6 “Blessed are those who hunger and thirst for righteousness, for they shall be satisfied.”
“You’re blessed when you’ve worked up a good appetite for God. He’s the food and drink in the best meal you’ll ever eat.”
This is probably farther from the mark than the ESV, honestly. The concept of ‘thirsting for righteousness is gone in the latter version, although it’s point is also important. Moving on…
7 “Blessed are the merciful, for they shall receive mercy.”
“You’re blessed when you CARE. At the moment of being ‘care-full’, you’ll find yourself ‘cared FOR.”
Or in other words, what goes around, comes around! This one was pretty easy to understand in the original.
8 “Blessed are the pure in heart, for they shall see God.”
“You’re blessed when you get your inside world – your mind and heart – put right. Then you can see God in the outside world.”
This is one case where The Message really helps. What does it mean to be “pure in heart”? It’s where you get your mind and your heart put right, where you’re at peace with yourself. Once you come to terms with God’s laws and how the Holy Spirit reorganizes your life towards the way it should be, you will see God in everything in the world.
9 “Blessed are the peacemakers, for they shall be called sons of God.”
“You’re blessed when you can show people how to cooperate instead of compete or fight. That’s when you discover who you really are, and your place in God’s family.”

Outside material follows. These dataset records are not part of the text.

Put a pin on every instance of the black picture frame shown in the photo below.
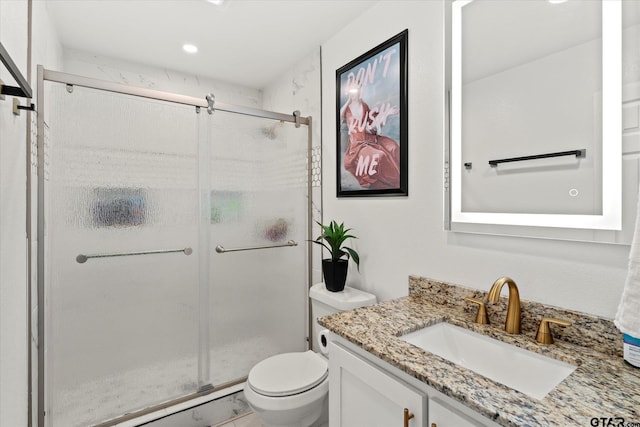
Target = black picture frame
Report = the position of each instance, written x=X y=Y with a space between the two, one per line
x=371 y=122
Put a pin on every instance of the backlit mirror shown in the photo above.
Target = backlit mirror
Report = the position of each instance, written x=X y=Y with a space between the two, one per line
x=535 y=114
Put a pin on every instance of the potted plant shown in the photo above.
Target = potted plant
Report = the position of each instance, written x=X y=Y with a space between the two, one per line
x=334 y=269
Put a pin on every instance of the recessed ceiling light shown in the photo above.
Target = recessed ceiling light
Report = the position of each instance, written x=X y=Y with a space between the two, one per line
x=190 y=48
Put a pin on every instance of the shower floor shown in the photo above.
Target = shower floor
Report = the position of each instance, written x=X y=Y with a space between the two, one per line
x=110 y=397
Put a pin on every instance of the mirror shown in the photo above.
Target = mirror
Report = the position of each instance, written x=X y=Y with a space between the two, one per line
x=535 y=135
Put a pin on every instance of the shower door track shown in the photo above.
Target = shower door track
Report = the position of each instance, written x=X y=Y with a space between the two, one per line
x=206 y=102
x=75 y=80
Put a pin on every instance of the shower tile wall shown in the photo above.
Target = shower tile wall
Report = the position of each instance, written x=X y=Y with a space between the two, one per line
x=299 y=89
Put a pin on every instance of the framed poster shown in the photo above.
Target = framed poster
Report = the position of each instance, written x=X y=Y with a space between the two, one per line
x=371 y=116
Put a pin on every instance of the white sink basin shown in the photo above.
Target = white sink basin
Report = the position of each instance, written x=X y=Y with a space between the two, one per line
x=530 y=373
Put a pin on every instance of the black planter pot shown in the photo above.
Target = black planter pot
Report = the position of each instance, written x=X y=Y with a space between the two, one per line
x=335 y=274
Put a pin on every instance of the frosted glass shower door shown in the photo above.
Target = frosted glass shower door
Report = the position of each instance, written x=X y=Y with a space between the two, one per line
x=258 y=198
x=121 y=178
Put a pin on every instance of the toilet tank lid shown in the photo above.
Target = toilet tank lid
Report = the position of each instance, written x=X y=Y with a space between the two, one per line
x=348 y=299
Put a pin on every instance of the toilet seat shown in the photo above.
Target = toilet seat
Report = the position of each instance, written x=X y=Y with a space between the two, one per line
x=288 y=374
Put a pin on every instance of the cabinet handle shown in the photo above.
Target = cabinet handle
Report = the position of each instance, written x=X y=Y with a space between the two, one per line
x=407 y=416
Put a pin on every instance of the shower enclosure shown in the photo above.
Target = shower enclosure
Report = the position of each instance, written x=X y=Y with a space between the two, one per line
x=173 y=246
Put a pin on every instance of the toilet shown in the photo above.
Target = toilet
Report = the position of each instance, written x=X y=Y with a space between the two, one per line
x=291 y=389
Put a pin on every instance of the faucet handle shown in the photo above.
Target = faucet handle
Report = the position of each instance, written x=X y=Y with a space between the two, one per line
x=481 y=316
x=543 y=336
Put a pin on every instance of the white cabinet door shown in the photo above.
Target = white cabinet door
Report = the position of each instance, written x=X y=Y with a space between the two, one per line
x=443 y=415
x=361 y=394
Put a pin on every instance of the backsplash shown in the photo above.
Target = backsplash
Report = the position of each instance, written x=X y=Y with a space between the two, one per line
x=586 y=330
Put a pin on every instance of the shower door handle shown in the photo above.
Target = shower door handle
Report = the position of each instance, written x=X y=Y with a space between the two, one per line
x=81 y=259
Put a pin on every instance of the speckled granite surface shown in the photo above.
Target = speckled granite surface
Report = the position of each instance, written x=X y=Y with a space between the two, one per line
x=602 y=386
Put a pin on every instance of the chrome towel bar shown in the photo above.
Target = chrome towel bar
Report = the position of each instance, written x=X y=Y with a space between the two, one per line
x=81 y=259
x=220 y=249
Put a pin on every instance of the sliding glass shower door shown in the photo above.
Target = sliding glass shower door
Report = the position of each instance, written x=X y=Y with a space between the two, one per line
x=175 y=249
x=258 y=209
x=121 y=254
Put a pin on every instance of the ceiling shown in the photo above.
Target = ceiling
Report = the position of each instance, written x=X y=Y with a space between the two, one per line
x=246 y=42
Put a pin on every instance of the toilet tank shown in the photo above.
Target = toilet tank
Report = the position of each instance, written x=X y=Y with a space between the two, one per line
x=324 y=302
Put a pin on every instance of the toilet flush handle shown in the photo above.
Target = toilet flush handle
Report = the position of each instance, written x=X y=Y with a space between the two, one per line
x=407 y=416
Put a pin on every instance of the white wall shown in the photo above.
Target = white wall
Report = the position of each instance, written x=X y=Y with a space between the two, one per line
x=13 y=243
x=299 y=89
x=13 y=203
x=399 y=236
x=115 y=70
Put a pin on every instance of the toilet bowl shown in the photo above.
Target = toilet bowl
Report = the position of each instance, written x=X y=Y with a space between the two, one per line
x=292 y=389
x=289 y=389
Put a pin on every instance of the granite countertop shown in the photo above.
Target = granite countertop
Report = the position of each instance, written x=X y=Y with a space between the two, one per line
x=602 y=386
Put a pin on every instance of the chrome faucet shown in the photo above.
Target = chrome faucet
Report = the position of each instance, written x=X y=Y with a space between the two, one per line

Again, an explanation of the shorter ESV version: what does it mean to be a “peacemaker”? It means to love your neighbor as you love yourself. We love with the Holy Spirit’s love, and it teaches us who we need to become – a child of God, a fellow heir with Jesus.
10 “Blessed are those who are persecuted for righteousness’ sake, for theirs is the kingdom of heaven.”

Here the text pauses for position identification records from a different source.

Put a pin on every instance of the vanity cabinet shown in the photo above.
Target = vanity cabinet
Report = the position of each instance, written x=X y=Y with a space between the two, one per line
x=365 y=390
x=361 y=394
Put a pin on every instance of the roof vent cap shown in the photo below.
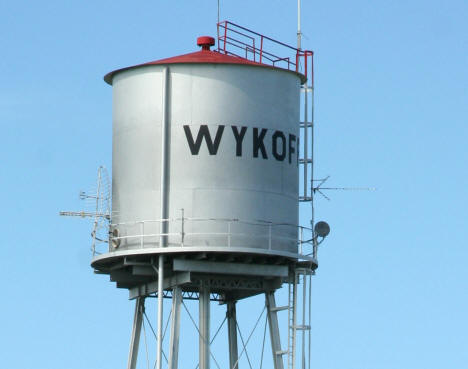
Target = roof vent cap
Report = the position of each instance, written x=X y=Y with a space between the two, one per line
x=205 y=42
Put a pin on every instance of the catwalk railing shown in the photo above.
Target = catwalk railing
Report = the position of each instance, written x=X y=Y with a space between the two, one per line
x=242 y=42
x=223 y=232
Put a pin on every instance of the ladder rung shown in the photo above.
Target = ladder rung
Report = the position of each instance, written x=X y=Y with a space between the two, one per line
x=302 y=327
x=279 y=308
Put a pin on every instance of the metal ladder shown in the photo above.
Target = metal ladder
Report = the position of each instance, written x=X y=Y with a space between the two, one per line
x=294 y=296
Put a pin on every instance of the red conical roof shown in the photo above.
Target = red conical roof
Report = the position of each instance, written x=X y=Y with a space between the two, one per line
x=204 y=56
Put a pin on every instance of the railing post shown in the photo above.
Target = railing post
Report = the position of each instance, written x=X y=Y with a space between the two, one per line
x=269 y=236
x=301 y=240
x=261 y=48
x=142 y=232
x=182 y=235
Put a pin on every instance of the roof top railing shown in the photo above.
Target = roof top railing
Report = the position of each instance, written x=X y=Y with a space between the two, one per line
x=242 y=42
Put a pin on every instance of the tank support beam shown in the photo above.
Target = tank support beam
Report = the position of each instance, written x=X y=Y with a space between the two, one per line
x=232 y=335
x=136 y=332
x=175 y=328
x=274 y=330
x=204 y=327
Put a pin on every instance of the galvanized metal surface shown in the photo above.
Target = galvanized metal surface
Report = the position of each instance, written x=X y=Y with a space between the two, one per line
x=213 y=172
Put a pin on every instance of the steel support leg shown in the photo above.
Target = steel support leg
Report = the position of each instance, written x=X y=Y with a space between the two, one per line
x=204 y=327
x=136 y=331
x=175 y=328
x=232 y=335
x=274 y=330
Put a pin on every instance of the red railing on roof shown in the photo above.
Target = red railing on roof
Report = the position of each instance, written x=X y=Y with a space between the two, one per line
x=242 y=42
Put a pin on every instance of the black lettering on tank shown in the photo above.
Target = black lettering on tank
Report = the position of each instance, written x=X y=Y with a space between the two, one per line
x=279 y=135
x=239 y=136
x=204 y=133
x=258 y=143
x=292 y=149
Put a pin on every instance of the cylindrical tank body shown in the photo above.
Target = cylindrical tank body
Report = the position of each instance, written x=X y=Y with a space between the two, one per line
x=232 y=155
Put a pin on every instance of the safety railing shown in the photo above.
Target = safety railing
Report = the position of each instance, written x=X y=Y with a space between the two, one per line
x=242 y=42
x=224 y=232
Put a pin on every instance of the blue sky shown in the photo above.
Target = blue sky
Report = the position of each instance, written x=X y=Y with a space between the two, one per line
x=391 y=112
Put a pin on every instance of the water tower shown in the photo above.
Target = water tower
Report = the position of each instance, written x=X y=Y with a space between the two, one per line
x=208 y=152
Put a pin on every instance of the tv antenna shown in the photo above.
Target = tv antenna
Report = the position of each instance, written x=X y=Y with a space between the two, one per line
x=99 y=203
x=319 y=188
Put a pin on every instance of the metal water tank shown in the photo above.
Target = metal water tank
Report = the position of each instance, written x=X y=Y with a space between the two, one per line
x=205 y=156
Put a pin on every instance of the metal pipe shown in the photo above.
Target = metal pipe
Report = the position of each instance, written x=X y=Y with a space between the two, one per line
x=232 y=335
x=136 y=332
x=274 y=330
x=164 y=210
x=299 y=34
x=304 y=305
x=175 y=328
x=204 y=326
x=160 y=312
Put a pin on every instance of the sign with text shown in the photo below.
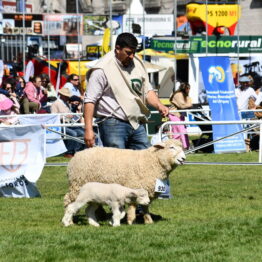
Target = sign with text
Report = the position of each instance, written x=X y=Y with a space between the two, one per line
x=220 y=90
x=198 y=44
x=13 y=24
x=54 y=144
x=22 y=158
x=63 y=24
x=158 y=24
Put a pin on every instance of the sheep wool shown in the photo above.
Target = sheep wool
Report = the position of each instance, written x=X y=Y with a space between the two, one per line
x=130 y=168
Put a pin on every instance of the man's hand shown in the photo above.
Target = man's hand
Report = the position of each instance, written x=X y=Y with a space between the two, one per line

“You’re blessed when your commitment to God provokes persecution. The persecution drives you even deeper into God’s kingdom.”

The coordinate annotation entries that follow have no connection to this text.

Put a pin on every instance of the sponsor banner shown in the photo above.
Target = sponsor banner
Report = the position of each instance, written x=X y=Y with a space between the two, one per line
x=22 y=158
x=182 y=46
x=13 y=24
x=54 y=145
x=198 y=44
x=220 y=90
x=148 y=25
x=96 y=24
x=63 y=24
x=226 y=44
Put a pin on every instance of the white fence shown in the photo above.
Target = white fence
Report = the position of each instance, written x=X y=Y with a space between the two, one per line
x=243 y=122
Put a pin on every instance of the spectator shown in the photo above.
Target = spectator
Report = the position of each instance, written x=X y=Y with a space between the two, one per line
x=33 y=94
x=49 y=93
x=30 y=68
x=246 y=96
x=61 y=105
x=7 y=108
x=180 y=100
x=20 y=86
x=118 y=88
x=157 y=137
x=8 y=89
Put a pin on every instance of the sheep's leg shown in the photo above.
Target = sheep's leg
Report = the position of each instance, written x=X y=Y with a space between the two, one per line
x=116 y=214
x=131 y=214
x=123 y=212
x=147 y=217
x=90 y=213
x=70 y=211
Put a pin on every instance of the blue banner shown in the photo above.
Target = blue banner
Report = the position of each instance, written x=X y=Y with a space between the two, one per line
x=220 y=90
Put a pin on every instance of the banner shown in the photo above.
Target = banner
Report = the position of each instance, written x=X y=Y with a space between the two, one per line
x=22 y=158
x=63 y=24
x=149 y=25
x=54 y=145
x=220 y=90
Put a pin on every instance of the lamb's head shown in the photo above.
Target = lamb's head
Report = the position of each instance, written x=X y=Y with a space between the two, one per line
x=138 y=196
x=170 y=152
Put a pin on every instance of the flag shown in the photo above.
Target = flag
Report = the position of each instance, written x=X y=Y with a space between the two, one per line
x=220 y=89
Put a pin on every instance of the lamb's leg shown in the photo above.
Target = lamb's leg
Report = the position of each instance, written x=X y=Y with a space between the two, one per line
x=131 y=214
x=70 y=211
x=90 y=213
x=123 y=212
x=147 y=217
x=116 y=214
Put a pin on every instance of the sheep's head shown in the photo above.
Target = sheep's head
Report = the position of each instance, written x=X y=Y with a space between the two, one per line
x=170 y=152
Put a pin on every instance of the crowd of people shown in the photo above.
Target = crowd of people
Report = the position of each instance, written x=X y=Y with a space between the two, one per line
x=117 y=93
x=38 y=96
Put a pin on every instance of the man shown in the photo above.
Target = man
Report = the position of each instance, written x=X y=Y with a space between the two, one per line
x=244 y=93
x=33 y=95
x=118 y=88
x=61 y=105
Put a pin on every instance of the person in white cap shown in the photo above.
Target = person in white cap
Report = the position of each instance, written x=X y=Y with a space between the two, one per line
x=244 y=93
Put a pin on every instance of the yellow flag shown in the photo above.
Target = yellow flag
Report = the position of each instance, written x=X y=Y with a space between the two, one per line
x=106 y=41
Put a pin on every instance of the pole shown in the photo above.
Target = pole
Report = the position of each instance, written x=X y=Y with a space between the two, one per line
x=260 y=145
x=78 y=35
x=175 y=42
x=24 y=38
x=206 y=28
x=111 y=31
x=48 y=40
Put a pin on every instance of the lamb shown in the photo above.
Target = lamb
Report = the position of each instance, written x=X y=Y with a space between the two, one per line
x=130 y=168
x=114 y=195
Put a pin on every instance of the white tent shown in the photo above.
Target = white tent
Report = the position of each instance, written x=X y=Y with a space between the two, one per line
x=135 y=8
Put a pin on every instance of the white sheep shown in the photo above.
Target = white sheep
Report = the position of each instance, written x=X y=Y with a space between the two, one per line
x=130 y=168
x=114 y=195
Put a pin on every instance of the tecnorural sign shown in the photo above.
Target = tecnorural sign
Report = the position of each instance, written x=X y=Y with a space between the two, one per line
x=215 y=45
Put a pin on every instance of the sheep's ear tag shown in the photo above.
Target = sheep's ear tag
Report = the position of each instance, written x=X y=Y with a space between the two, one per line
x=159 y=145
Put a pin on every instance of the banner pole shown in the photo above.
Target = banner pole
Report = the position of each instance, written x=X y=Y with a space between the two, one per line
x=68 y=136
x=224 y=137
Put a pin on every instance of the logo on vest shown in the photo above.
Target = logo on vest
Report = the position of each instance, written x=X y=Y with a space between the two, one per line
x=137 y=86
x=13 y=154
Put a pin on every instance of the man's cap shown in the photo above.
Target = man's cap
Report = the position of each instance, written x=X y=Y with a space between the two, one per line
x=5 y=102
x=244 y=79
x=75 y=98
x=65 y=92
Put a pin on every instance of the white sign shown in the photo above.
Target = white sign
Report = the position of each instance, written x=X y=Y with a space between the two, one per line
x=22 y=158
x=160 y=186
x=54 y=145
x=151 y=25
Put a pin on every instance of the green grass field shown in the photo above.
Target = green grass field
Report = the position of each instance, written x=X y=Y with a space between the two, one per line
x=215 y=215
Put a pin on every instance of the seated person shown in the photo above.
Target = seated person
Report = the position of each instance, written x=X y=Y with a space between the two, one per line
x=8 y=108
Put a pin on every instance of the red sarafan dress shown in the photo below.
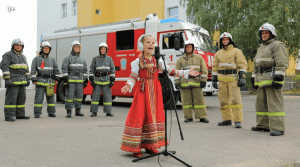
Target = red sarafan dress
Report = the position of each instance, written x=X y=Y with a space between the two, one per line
x=145 y=123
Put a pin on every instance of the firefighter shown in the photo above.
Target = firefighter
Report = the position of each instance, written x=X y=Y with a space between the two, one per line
x=191 y=88
x=270 y=65
x=16 y=74
x=45 y=75
x=74 y=73
x=229 y=68
x=102 y=77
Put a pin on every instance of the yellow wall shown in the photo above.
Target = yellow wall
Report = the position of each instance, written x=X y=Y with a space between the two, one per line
x=152 y=6
x=116 y=10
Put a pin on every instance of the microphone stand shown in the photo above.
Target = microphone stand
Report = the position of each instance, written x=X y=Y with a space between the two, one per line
x=165 y=152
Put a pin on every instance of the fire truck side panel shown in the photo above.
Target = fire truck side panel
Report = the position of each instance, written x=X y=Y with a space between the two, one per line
x=122 y=60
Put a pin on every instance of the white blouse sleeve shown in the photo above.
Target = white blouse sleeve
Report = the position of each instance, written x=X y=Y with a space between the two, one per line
x=134 y=73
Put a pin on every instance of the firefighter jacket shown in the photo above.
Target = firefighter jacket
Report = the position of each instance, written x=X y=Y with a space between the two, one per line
x=185 y=63
x=14 y=66
x=75 y=68
x=44 y=70
x=227 y=63
x=102 y=68
x=271 y=58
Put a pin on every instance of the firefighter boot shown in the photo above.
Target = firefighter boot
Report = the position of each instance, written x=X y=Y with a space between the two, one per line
x=225 y=123
x=260 y=129
x=205 y=120
x=10 y=119
x=78 y=113
x=69 y=113
x=109 y=114
x=23 y=117
x=238 y=125
x=51 y=115
x=276 y=133
x=188 y=120
x=94 y=114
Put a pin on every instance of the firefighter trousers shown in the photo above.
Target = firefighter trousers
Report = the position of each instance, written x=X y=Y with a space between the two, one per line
x=107 y=99
x=231 y=101
x=40 y=91
x=193 y=99
x=15 y=99
x=74 y=95
x=270 y=108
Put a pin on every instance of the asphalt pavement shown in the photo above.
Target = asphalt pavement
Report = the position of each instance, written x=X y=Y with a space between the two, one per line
x=87 y=141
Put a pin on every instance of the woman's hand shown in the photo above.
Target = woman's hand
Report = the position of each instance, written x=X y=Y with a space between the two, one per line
x=194 y=73
x=126 y=88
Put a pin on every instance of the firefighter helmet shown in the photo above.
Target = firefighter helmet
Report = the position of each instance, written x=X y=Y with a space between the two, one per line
x=189 y=42
x=226 y=35
x=103 y=44
x=75 y=43
x=45 y=44
x=17 y=41
x=268 y=27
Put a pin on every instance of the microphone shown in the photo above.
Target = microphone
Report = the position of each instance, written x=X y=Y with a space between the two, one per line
x=157 y=52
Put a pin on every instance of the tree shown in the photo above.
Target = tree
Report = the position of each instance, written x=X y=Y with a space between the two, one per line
x=242 y=19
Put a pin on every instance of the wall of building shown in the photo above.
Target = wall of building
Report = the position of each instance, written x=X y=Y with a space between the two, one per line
x=116 y=10
x=49 y=17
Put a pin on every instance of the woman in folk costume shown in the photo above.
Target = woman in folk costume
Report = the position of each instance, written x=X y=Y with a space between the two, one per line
x=145 y=123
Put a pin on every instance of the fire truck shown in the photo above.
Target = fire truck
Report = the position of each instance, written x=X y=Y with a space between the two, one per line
x=122 y=37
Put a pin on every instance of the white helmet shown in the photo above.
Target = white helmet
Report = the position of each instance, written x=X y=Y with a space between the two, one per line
x=226 y=35
x=268 y=27
x=46 y=43
x=140 y=44
x=189 y=42
x=17 y=41
x=76 y=43
x=103 y=44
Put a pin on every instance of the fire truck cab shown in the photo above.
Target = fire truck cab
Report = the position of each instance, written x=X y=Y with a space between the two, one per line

That’s the key – persecuted because of your commitment to God. Last one…
11 “Blessed are you when others revile you and persecute you and utter all kinds of evil against you falsely on my account. 12 Rejoice and be glad, for your reward is great in heaven, for so they persecuted the prophets who were before you.”
“Not only that – count yourselves blessed every time people put you down or throw you out or speak lies about you to discredit Me. What it means is that the Truth is too close for comfort and they are uncomfortable. You can be glad and cheerful when that happens, for when they don’t like it, I do! And all Heaven applauds. And know that you are in good company. My prophets and witnesses have always gotten into this kind of trouble.”
The one additional sentence that’s been highlighted is a great explanation that has meaning far beyond this blessing. “The Truth is too close for comfort, and they are uncomfortable.” My oldest son has been in this position for years – a classic prodigal, he hasn’t gone to the true opposite of love (which is not hatred but apathy), but rather is still passionate in his devotion to stay away from his father’s Christianity. I pray for his salvation constantly, and pray that he’ll turn away from the devil before my time on the earth expires. It’s the same thing that my late wife Melissa’s oldest son deals with – unfortunately for him, with his mother’s death, he no longer has the ability to ever reconcile with her on this side of Heaven, and some significant changes will have to happen in his mind and heart for him to be able to visit with her in the afterlife. Same with my son, of course, but for the moment he still has the opportunity to turn. I often share the gospel with him, but I’ve stopped hammering him on the head with it, because it seems to be ineffective. Prayer is our most powerful weapon.